Does a musician need perfect pitch?If yes, why?
I have the supercourse and I have used it, then quit, now slowly starting to practise it again and will do so throughout the summer. Right now I can faintly tell differences between pitch colours, but it depends of the octave... Try it, I have read plenty of posts by people who have benefitted from it. By the way try searching these forums..
I have a friend who quite regulary uses her perfect pitch. Unfortunately it is confusing for her to accompany transposing instruments (Clarinet, Trumpet, Fr. Horn, etc.) because the note she sees on the score is not the note she hears.

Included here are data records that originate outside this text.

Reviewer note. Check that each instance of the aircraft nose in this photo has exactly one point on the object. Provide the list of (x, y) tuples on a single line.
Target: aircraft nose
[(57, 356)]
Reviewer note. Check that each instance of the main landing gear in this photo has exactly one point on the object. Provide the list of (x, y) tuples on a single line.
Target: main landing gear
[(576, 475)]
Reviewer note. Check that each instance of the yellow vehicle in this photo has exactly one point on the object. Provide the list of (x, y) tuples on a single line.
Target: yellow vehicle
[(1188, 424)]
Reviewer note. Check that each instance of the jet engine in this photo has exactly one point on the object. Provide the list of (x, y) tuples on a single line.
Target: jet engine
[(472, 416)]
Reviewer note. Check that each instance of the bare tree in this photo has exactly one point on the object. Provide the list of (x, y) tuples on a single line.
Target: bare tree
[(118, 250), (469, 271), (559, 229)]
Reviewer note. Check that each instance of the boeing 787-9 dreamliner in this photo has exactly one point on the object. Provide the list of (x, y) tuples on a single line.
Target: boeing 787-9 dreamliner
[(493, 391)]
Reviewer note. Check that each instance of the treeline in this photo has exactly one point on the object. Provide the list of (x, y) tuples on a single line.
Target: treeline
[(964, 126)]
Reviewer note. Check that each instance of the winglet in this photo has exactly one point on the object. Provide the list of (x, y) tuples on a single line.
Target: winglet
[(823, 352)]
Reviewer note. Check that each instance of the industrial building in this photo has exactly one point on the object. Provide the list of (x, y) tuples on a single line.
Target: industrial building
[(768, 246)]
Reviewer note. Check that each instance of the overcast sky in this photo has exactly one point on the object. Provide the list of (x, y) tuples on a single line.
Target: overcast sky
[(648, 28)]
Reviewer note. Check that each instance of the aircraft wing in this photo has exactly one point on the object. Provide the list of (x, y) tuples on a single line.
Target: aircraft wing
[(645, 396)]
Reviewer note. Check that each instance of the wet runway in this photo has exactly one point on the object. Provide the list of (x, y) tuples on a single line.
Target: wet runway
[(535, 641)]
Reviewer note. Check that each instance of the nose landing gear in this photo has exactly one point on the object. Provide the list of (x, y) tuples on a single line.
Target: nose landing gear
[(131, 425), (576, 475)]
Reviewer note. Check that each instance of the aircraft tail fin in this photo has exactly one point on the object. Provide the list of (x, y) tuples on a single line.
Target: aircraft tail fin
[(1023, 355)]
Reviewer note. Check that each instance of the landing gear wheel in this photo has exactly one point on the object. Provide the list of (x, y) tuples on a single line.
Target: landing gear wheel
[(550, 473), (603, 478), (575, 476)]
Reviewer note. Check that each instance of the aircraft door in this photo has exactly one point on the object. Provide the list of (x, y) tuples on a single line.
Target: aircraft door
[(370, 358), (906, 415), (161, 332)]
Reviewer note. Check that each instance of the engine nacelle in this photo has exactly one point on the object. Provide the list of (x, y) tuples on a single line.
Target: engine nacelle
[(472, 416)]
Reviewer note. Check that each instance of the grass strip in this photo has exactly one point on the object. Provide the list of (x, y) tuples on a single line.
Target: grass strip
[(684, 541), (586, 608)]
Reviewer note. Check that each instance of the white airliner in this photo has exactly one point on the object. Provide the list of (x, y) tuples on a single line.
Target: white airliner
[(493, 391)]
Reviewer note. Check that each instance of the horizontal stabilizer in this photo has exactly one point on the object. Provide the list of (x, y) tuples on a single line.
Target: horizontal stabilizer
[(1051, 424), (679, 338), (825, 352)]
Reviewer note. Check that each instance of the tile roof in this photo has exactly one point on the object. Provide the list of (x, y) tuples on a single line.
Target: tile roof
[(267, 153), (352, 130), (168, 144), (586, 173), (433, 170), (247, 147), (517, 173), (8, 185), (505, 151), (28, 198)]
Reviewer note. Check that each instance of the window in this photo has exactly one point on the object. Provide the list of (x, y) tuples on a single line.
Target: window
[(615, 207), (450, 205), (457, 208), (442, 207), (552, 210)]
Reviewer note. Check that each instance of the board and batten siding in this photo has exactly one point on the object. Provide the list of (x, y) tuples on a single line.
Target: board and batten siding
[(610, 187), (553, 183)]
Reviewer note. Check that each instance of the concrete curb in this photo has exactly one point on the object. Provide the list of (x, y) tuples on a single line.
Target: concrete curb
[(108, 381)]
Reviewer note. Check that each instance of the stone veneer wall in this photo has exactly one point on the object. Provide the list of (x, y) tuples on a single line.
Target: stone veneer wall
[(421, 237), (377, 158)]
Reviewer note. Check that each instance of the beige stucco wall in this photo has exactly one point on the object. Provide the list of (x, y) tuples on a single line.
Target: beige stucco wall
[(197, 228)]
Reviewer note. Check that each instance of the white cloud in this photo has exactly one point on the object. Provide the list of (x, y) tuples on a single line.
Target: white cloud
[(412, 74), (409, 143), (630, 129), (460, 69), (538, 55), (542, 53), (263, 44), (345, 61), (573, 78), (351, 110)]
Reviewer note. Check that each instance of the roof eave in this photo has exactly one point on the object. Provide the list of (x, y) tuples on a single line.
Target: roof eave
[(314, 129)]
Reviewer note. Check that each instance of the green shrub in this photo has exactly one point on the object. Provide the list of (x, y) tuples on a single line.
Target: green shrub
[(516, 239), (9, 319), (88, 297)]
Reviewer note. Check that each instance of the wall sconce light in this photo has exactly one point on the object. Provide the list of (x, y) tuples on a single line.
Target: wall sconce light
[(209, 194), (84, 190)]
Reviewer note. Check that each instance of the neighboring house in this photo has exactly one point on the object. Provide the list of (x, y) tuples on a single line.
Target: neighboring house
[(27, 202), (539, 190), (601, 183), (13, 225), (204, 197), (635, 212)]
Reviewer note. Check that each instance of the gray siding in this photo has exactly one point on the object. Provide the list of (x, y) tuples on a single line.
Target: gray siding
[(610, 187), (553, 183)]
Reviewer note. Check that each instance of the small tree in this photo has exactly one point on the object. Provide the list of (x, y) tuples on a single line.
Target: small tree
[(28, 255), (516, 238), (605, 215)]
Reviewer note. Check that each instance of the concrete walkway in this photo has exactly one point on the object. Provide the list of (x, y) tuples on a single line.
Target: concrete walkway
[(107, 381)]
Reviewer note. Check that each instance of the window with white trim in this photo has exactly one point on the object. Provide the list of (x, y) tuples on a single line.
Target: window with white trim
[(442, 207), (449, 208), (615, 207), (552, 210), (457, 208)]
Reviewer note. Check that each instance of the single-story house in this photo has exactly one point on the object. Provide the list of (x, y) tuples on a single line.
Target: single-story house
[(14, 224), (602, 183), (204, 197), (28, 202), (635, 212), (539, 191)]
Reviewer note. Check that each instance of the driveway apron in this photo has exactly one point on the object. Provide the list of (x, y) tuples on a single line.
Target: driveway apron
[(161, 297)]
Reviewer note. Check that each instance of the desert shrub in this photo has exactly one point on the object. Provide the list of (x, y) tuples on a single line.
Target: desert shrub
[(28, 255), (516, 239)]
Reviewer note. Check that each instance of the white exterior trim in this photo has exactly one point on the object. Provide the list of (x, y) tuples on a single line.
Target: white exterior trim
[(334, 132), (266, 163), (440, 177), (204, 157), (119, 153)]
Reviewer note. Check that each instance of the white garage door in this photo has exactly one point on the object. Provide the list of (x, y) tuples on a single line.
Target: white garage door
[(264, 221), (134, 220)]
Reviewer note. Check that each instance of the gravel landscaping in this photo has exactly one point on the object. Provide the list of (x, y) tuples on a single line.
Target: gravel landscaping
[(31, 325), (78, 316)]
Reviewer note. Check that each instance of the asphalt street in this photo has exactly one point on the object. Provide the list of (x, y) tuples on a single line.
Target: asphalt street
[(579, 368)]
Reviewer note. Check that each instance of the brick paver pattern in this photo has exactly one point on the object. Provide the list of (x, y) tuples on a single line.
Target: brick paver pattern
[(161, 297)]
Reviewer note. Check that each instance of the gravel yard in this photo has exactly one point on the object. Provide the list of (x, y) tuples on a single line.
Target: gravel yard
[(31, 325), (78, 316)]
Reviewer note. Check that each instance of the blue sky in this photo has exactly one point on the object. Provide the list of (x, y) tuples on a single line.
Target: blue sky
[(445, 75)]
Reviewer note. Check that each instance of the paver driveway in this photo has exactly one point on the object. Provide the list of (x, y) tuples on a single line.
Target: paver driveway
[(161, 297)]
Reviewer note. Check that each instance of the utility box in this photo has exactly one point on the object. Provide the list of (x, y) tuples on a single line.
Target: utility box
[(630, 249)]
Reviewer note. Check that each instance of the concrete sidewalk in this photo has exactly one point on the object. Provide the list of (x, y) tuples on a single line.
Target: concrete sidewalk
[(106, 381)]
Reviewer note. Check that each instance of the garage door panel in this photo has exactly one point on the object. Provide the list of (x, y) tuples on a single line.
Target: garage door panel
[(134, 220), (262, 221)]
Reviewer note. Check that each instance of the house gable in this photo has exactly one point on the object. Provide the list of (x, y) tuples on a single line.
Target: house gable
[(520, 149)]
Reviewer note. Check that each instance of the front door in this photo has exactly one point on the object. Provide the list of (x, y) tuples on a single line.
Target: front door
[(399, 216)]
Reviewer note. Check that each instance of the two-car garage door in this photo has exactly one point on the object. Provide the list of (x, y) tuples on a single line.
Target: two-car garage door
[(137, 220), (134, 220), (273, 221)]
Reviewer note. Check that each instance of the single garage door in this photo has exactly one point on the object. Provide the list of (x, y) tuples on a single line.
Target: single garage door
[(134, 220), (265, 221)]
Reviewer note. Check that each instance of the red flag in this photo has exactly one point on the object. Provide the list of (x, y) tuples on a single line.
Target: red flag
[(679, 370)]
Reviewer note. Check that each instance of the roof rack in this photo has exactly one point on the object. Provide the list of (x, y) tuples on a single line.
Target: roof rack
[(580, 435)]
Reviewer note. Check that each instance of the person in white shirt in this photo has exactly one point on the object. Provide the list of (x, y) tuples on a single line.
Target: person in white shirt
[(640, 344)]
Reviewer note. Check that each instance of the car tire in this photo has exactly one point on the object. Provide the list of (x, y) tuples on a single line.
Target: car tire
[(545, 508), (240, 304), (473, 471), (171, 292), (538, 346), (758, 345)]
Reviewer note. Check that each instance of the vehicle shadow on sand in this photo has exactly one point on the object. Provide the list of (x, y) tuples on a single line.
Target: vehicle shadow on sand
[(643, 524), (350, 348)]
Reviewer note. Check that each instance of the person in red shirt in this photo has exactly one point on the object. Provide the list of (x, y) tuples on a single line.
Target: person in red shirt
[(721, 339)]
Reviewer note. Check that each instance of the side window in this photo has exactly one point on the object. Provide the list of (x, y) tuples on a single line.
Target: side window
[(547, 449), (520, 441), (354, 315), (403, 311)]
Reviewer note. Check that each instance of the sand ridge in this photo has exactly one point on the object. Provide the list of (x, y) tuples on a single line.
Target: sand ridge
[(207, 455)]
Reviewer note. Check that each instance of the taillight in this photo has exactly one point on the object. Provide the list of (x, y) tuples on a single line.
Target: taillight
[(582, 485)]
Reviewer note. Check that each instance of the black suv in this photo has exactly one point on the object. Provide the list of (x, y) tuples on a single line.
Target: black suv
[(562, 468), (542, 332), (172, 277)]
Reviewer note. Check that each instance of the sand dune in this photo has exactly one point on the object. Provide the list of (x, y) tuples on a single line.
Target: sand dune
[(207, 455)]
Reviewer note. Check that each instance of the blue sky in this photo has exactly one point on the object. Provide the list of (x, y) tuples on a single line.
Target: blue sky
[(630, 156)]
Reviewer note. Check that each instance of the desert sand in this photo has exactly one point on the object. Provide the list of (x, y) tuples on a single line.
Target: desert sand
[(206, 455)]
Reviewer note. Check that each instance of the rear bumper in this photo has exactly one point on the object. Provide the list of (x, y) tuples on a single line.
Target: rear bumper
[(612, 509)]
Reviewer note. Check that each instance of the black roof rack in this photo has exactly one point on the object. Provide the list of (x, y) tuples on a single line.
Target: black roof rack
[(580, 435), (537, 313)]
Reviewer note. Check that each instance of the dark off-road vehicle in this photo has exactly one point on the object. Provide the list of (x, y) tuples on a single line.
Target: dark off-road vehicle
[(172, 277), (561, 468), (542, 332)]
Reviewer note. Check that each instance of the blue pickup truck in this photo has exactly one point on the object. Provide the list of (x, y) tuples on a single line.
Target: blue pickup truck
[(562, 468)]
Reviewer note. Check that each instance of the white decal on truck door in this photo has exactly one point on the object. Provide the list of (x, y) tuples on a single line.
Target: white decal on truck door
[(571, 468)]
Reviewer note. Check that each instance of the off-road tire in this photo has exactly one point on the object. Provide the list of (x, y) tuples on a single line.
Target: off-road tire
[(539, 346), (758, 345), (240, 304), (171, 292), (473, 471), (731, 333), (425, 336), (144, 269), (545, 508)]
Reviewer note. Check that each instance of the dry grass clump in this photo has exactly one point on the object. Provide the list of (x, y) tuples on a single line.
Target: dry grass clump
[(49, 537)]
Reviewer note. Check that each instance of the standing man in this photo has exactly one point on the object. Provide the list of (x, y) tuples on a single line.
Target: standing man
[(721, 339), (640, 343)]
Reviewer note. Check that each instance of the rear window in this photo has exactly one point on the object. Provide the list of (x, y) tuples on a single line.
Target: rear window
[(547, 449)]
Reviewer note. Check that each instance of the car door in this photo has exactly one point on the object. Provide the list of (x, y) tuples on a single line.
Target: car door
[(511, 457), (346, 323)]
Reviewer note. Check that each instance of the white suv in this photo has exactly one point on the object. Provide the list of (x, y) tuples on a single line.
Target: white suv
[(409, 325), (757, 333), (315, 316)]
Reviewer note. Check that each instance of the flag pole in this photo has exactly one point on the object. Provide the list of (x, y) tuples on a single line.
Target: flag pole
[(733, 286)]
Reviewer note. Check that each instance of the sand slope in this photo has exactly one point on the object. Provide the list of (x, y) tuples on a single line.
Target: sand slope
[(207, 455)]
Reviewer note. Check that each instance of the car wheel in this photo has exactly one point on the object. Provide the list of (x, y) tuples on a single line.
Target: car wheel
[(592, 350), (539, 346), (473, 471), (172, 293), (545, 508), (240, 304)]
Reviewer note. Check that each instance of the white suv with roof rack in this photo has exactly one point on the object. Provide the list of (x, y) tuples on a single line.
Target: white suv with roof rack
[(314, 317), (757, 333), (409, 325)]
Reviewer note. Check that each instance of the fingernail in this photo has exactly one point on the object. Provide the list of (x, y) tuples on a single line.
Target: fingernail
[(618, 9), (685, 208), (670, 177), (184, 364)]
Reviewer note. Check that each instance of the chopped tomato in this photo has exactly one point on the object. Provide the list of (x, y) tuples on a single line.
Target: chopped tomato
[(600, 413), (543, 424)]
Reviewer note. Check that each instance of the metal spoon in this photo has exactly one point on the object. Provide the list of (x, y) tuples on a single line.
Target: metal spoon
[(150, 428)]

An example of a disadvantage of perfect pitch, or at least the inablillity to control it.
is there some here who has perfect (absolute) pitch? how is it?
um I'm not buying this "perfect pitch" stuff. So today instruments are tuned at 440Hz. That means if you brought Mozart, Bach, Beethoven to a modern day piano they wouldn't have perfect pitch. Tuning your ears to 440Hz is the dumbest idea I've ever heard.For example, if someone claims to have "perfect pitch" and I tuned a piano to 410 Hz they wouldn't be able to know any notes because the definition of their perfect pitch relies on a 440Hz instrument.Do you know that 440Hz is COMPLETELY an arbitrary number?